Trying to slide Ian off the courthouse steps and into the car, what with him wailing, was like pulling an Italian widow off the casket of a dead lover. Thatʼs all it ever was with Ian – a bunch of bullshit drama with him in the lead role. Finally, he just crouched in the back while I drove.
He kept asking “What if sheʼs walking by right now?” Like I mentioned, this was one of Ianʼs tactics – to work and work and work the verbiage until he had made some sort of point. He would choke “What if sheʼs walking by right now?” like it was emanating from some wound in his throat. Like the very act of saying the phrase was somehow painful.
He even made sure his voice wavered. Oscar Material. Oh poor poor Ian. “What if sheʼs walking by right now?” heʼd peep. Poor poor Ian. The Little Prince. The Delicate Flower. Wounded. Endlessly wounded. I wanted to take my five hundred dollar ticket and stuff it in his ear.
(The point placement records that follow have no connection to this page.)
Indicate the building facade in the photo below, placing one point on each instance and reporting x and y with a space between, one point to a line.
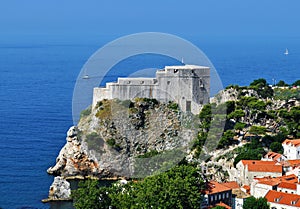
188 86
291 149
247 170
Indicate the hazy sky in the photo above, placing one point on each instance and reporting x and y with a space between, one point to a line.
236 18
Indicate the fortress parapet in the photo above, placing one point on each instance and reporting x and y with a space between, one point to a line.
187 85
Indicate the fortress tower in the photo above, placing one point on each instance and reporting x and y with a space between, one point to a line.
186 85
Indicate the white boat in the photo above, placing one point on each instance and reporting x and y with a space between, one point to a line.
86 76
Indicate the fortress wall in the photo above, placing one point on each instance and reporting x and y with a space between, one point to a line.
186 85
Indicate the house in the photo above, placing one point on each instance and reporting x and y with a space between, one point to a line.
261 186
187 85
287 187
291 148
283 200
224 205
247 170
273 156
238 197
216 193
290 166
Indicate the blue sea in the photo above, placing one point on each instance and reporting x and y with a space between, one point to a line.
36 88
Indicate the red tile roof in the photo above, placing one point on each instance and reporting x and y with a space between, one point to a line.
295 142
292 163
287 185
273 181
262 166
269 182
257 162
283 198
223 205
231 185
273 155
215 187
247 188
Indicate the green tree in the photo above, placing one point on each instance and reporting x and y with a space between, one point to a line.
177 188
91 195
226 139
262 88
281 83
296 83
257 130
219 207
256 203
237 114
239 126
276 147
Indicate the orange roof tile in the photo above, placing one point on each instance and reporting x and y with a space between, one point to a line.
283 198
295 142
277 180
273 155
265 168
292 163
247 188
231 184
224 205
215 187
269 182
288 185
257 162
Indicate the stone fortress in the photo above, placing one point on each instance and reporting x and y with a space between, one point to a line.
187 85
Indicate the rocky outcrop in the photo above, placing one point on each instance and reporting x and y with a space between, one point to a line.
60 189
72 159
123 139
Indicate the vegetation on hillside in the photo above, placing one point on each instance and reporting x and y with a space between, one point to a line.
256 203
176 188
261 116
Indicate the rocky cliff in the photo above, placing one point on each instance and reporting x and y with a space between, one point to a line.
125 139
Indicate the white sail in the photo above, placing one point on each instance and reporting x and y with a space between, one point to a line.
286 51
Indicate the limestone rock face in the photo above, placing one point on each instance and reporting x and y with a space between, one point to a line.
111 141
60 189
72 159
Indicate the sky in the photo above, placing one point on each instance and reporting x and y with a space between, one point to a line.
198 18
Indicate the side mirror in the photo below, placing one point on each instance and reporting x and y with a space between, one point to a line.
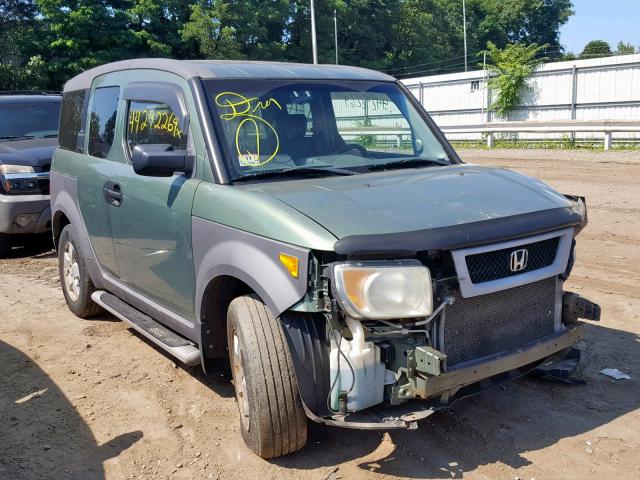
160 160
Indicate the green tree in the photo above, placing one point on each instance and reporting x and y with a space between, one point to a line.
21 66
596 48
205 29
625 49
511 68
429 33
154 22
520 21
84 34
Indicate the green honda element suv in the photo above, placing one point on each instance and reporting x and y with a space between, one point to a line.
313 224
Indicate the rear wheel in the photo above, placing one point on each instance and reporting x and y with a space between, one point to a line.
5 245
76 282
272 420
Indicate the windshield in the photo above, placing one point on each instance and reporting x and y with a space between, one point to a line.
29 120
271 127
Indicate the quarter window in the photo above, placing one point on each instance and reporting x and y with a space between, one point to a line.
154 123
71 119
102 125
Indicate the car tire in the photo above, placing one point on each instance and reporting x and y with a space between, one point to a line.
76 282
5 245
272 420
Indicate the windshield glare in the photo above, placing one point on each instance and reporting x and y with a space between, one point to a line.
37 119
268 125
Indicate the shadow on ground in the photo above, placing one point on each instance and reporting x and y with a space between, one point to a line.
31 245
497 426
42 436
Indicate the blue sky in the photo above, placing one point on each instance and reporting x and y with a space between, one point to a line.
609 20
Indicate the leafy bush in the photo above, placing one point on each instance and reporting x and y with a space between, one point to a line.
511 68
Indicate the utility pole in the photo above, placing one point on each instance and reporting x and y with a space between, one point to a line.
335 32
464 30
314 46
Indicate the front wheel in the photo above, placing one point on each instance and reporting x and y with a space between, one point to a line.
77 285
272 420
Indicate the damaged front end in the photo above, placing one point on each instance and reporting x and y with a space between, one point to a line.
396 340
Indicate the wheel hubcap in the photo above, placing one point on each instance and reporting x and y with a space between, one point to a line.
71 271
240 382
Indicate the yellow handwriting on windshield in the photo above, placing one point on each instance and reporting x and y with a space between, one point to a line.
238 106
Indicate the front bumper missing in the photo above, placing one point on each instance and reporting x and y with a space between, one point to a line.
464 381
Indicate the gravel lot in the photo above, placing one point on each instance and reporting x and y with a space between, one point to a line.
92 400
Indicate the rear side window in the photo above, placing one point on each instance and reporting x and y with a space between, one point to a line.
154 123
102 123
72 115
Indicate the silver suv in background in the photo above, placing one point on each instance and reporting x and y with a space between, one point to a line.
28 137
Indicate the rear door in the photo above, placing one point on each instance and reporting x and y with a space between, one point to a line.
152 226
94 168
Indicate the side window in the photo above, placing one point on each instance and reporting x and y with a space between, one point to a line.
72 119
102 123
302 107
154 123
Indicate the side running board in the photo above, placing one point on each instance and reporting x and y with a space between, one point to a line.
181 348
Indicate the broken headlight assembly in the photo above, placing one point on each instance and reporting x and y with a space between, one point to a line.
384 290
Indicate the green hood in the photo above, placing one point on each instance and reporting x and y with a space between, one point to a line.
413 199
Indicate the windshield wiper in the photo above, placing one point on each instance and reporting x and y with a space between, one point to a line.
295 171
15 137
409 163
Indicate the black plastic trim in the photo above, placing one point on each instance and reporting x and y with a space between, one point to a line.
459 236
306 337
218 167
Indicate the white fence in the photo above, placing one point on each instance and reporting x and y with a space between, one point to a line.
603 89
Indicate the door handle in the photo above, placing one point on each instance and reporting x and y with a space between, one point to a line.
112 194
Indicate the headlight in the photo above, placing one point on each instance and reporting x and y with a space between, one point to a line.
384 290
22 180
15 169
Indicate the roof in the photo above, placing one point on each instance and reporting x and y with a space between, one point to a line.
29 98
207 69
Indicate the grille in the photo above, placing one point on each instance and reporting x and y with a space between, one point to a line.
497 322
487 266
43 183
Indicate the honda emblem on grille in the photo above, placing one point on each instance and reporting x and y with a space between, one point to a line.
519 260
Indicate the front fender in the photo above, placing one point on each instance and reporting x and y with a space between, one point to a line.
220 250
64 201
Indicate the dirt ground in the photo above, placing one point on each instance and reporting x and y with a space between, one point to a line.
89 399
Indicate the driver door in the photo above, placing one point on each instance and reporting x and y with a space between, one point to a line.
152 226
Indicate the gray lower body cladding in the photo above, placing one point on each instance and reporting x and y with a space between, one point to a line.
498 322
13 205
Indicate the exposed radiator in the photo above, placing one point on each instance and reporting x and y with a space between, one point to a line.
497 322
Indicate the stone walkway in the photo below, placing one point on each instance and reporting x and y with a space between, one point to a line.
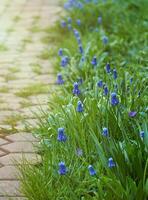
25 78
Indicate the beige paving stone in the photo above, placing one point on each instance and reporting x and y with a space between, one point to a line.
9 173
18 158
22 137
2 153
19 147
3 141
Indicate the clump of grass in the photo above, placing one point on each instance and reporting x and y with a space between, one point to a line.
3 47
33 89
45 54
36 68
17 18
94 144
4 89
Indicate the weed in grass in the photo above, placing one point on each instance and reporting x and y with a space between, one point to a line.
4 89
3 47
36 68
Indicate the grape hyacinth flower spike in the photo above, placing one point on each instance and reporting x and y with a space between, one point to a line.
132 113
105 132
80 107
92 171
63 24
94 61
108 70
114 74
142 134
105 40
111 163
99 19
60 80
61 135
64 61
78 22
114 99
62 168
105 90
76 90
60 52
100 83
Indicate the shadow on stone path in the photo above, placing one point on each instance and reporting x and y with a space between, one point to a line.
25 78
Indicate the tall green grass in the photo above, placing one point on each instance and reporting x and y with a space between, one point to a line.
125 24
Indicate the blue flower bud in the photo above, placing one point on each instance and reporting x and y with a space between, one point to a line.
114 99
108 70
105 90
105 132
60 80
63 24
114 74
80 107
132 113
81 49
62 168
142 134
94 61
100 83
111 163
76 90
100 20
69 19
60 52
69 27
105 40
78 21
61 135
92 172
64 61
79 152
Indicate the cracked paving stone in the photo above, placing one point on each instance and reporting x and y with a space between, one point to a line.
9 173
19 158
19 147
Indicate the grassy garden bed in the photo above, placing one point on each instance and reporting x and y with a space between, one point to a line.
95 142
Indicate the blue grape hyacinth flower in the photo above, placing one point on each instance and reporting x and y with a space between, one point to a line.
108 69
105 90
114 99
69 19
99 19
60 52
142 134
94 61
92 171
111 163
60 80
132 113
79 152
80 107
61 135
62 168
64 61
63 24
76 90
105 132
114 74
78 21
81 49
100 83
105 40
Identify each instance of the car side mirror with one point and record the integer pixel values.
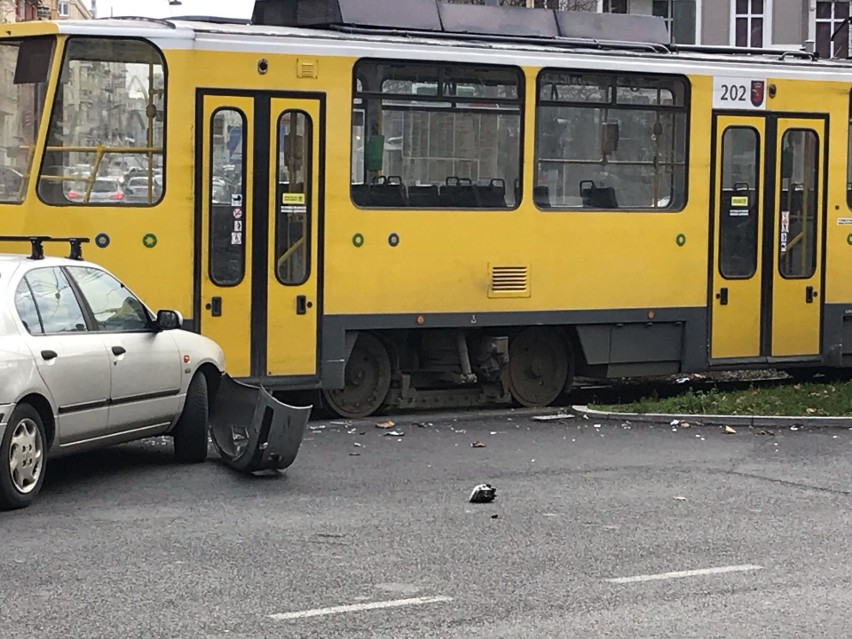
(169, 320)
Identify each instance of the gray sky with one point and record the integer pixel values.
(161, 8)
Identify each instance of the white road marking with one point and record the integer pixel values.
(376, 605)
(684, 573)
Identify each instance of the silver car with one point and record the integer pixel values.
(84, 364)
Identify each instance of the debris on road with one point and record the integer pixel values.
(483, 494)
(551, 418)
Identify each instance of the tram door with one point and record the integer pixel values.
(258, 206)
(768, 227)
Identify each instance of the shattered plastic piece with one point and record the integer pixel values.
(551, 418)
(252, 430)
(483, 494)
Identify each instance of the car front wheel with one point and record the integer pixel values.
(23, 453)
(190, 434)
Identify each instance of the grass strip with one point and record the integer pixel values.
(795, 400)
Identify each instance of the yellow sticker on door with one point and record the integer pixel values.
(293, 198)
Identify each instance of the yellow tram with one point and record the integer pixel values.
(413, 203)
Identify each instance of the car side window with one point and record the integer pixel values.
(114, 307)
(25, 305)
(55, 300)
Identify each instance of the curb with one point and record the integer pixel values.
(753, 421)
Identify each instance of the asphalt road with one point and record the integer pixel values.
(379, 540)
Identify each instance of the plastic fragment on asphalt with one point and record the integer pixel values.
(483, 494)
(551, 418)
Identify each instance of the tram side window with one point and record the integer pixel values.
(227, 195)
(105, 141)
(436, 136)
(738, 203)
(798, 199)
(293, 195)
(610, 141)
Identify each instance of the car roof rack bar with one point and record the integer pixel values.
(37, 244)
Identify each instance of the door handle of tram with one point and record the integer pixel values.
(301, 305)
(215, 306)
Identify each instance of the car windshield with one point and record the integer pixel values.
(24, 69)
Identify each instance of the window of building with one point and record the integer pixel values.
(830, 18)
(616, 6)
(107, 126)
(436, 136)
(749, 18)
(609, 141)
(228, 213)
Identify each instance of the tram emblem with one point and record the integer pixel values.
(757, 92)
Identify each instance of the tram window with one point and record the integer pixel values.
(107, 126)
(738, 203)
(293, 198)
(798, 198)
(610, 141)
(227, 198)
(427, 136)
(849, 159)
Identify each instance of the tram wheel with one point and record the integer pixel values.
(539, 366)
(367, 380)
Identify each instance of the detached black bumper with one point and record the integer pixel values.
(254, 431)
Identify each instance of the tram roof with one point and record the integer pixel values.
(203, 33)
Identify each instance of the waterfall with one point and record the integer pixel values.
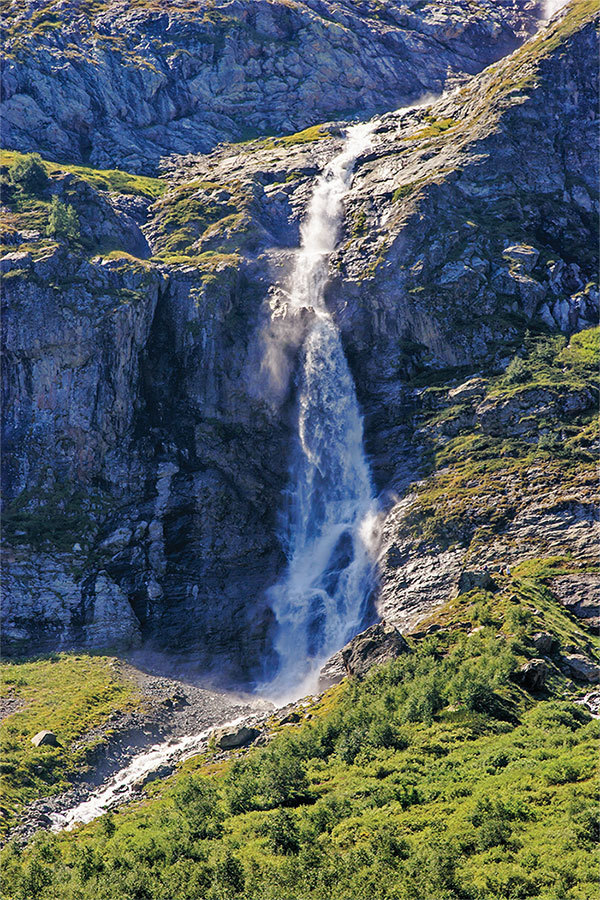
(321, 600)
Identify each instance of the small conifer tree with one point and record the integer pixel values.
(63, 222)
(29, 174)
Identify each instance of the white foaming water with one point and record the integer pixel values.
(551, 7)
(321, 600)
(121, 786)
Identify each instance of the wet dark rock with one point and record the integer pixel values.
(230, 740)
(215, 72)
(544, 642)
(470, 580)
(580, 667)
(532, 675)
(378, 644)
(45, 739)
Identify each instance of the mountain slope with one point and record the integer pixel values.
(122, 84)
(151, 507)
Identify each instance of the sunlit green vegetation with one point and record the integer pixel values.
(479, 477)
(113, 180)
(65, 693)
(435, 777)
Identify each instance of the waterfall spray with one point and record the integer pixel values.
(322, 598)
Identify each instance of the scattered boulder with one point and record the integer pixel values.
(230, 740)
(163, 771)
(476, 579)
(544, 643)
(468, 390)
(291, 719)
(580, 595)
(532, 675)
(332, 672)
(578, 666)
(116, 541)
(375, 645)
(522, 255)
(45, 739)
(591, 702)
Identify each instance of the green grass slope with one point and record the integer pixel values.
(436, 777)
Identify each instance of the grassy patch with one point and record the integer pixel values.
(478, 480)
(306, 136)
(114, 180)
(437, 776)
(67, 694)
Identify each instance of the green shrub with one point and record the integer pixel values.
(29, 174)
(283, 833)
(518, 372)
(230, 874)
(63, 222)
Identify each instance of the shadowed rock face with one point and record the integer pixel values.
(143, 439)
(137, 82)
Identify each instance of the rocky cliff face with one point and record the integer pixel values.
(146, 451)
(124, 84)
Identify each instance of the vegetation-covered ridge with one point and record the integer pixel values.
(528, 435)
(73, 696)
(438, 776)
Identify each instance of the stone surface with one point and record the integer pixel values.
(241, 737)
(580, 667)
(138, 83)
(142, 427)
(45, 739)
(532, 675)
(470, 580)
(544, 643)
(377, 644)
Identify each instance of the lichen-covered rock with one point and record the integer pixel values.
(138, 83)
(580, 667)
(532, 675)
(230, 740)
(377, 644)
(45, 739)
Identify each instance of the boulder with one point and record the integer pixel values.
(332, 672)
(230, 740)
(532, 675)
(468, 390)
(578, 666)
(475, 579)
(291, 718)
(522, 255)
(375, 645)
(591, 702)
(543, 642)
(45, 739)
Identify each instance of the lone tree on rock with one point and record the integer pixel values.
(29, 174)
(63, 222)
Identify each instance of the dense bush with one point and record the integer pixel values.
(436, 777)
(63, 221)
(28, 173)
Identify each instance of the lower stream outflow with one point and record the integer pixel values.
(321, 599)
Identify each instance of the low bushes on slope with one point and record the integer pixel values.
(436, 777)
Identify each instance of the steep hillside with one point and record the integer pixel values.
(462, 770)
(145, 450)
(126, 83)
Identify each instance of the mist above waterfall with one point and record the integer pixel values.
(330, 512)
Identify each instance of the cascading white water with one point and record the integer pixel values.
(321, 600)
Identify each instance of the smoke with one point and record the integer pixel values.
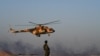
(20, 47)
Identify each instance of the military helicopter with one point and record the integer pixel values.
(37, 30)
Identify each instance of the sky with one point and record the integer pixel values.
(79, 25)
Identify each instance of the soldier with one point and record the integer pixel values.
(46, 48)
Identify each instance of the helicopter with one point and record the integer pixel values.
(38, 30)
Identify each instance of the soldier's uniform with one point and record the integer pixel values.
(46, 49)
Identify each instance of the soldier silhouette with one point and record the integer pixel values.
(46, 48)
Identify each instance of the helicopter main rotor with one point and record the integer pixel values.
(34, 24)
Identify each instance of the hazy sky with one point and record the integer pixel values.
(79, 21)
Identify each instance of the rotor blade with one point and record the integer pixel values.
(51, 22)
(33, 23)
(24, 25)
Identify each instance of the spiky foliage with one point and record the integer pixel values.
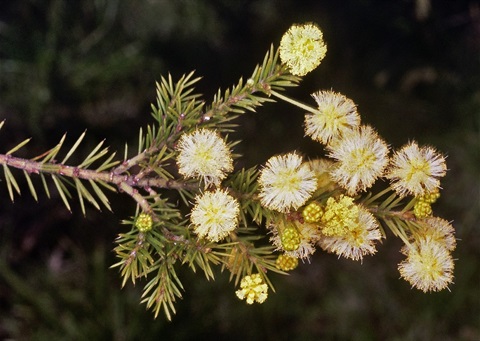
(163, 234)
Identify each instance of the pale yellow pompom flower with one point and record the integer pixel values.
(286, 182)
(428, 267)
(335, 115)
(414, 170)
(357, 240)
(361, 157)
(204, 154)
(253, 289)
(302, 48)
(215, 215)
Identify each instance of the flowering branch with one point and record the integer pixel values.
(256, 221)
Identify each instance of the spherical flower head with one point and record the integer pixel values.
(253, 289)
(286, 263)
(361, 157)
(336, 114)
(204, 154)
(144, 222)
(358, 240)
(214, 215)
(414, 170)
(428, 267)
(340, 214)
(302, 48)
(286, 182)
(294, 238)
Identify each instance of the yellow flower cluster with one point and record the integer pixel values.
(290, 239)
(423, 205)
(144, 222)
(253, 289)
(339, 217)
(286, 263)
(302, 48)
(312, 213)
(294, 238)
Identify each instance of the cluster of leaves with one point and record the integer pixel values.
(150, 179)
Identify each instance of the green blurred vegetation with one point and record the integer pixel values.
(413, 68)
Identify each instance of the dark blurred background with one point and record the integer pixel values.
(413, 68)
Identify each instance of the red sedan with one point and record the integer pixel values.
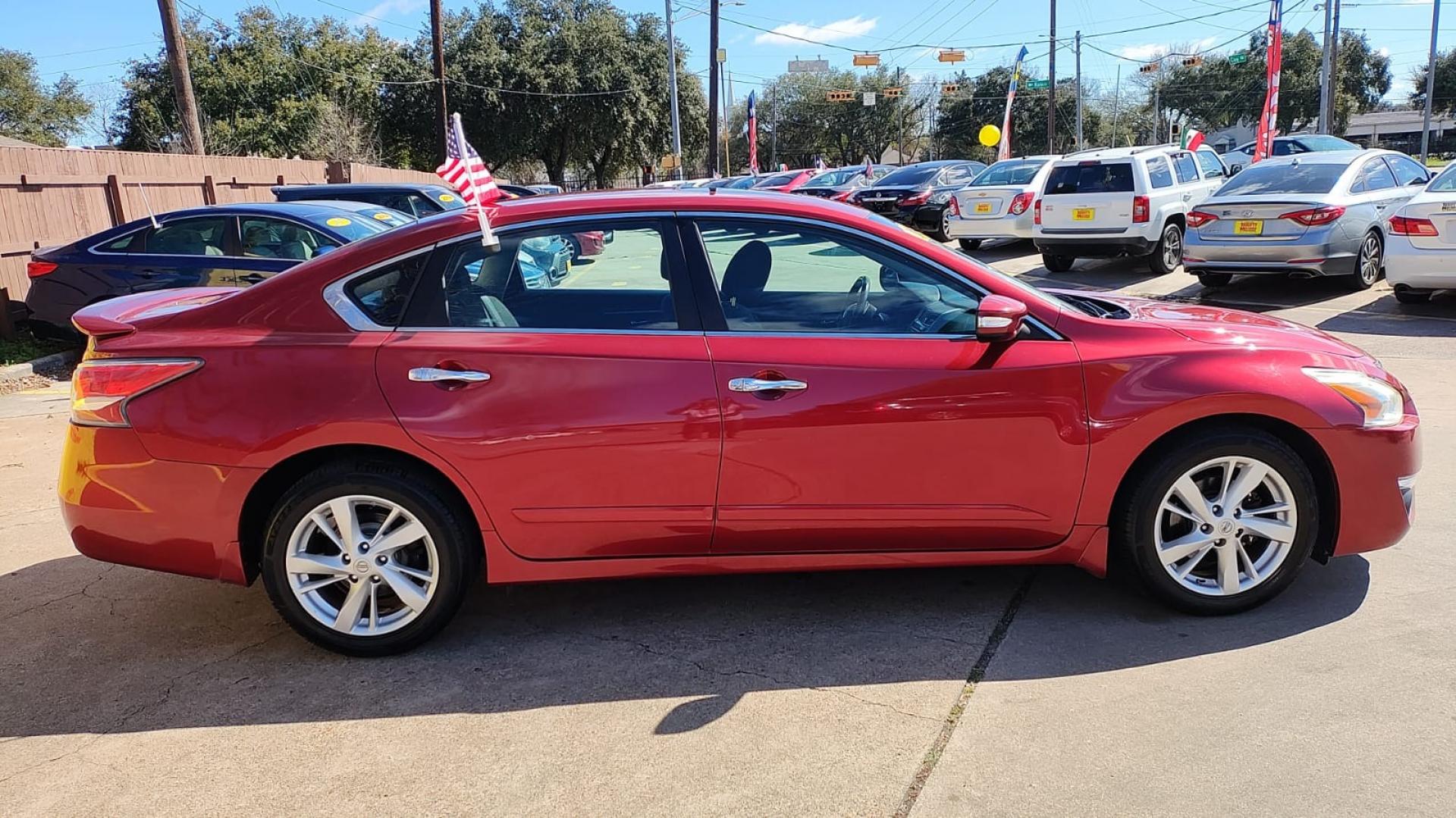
(740, 383)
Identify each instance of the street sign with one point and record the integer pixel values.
(808, 66)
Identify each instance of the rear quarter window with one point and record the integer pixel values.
(1095, 178)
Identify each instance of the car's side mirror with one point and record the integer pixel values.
(999, 318)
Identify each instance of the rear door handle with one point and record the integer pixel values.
(430, 375)
(759, 384)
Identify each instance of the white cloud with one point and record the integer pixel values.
(795, 34)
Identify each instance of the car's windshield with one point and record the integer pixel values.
(1009, 172)
(835, 178)
(913, 175)
(1283, 178)
(348, 224)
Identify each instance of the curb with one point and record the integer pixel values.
(42, 363)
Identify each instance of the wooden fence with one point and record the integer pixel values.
(55, 196)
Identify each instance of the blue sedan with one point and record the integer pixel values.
(209, 246)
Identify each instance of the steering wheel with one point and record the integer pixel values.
(858, 306)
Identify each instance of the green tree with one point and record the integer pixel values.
(33, 112)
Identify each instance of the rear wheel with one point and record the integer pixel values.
(367, 559)
(1220, 523)
(1057, 264)
(1168, 254)
(1367, 262)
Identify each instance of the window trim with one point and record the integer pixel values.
(707, 287)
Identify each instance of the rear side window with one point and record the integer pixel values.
(1187, 168)
(1158, 174)
(1095, 178)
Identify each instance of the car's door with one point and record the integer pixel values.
(861, 412)
(584, 414)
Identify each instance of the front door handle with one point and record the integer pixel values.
(430, 375)
(759, 384)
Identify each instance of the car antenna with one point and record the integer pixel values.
(152, 216)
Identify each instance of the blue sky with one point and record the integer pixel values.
(96, 36)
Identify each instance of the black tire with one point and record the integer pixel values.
(1141, 509)
(421, 495)
(1369, 270)
(1168, 254)
(1057, 264)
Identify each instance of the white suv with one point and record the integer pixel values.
(1126, 201)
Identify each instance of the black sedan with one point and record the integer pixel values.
(206, 246)
(918, 194)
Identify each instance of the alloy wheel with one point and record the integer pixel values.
(362, 565)
(1226, 526)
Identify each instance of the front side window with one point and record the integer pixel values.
(802, 280)
(204, 236)
(532, 283)
(278, 239)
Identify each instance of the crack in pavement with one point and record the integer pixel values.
(932, 756)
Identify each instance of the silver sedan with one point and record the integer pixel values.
(1304, 216)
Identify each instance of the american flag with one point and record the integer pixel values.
(1269, 118)
(465, 171)
(753, 136)
(1011, 93)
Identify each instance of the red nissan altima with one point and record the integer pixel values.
(739, 381)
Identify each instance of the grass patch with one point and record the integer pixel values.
(28, 346)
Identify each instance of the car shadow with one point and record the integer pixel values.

I had quit my job. I had told Malcolm to take his grill gig and go fuck himself. I had told Mom & Dad what I thought of the Jehovahʼs Witnesses and made them sick. I had flown out to Los Angeles and lived in a hotel room for a week with Ian who made me stand outside while he masturbated to a DVD of Grosse Point Blank. The whole thing amounted to zero. I wasnʼt sure where I was going to live when I got back to RI. All this because of Ian and, by extension, Minnie fucking Driver. I would never watch another movie of hers again. I would go to Burger King and tell everyone that Ian was an arsonist and that they shouldnʼt let him in anymore. God, what a mess.
I sat in the hotel room, alone, for an hour, before Ian managed to creak in. His eyes were puffy from weeping, yet his face was without expression. Oh, look at Ian. Look at Ian being so brave. Look at Ian, whose emotions run so deep, yet, somehow, so close to the surface. No-one can really understand. They can try. Some, like Minnie fucking Driver, might come close. Yet, no-one really gets him. Ian. Everyone will feel sorry for treating him so badly.
The Price Is Right was on TV. Ian stared at the screen. I did, too. After what had to be ten minutes, Ian whimpered… “The Legend Of Tarzan is on.” I wanted to punch him in the mouth. Turns out, he beat me to it.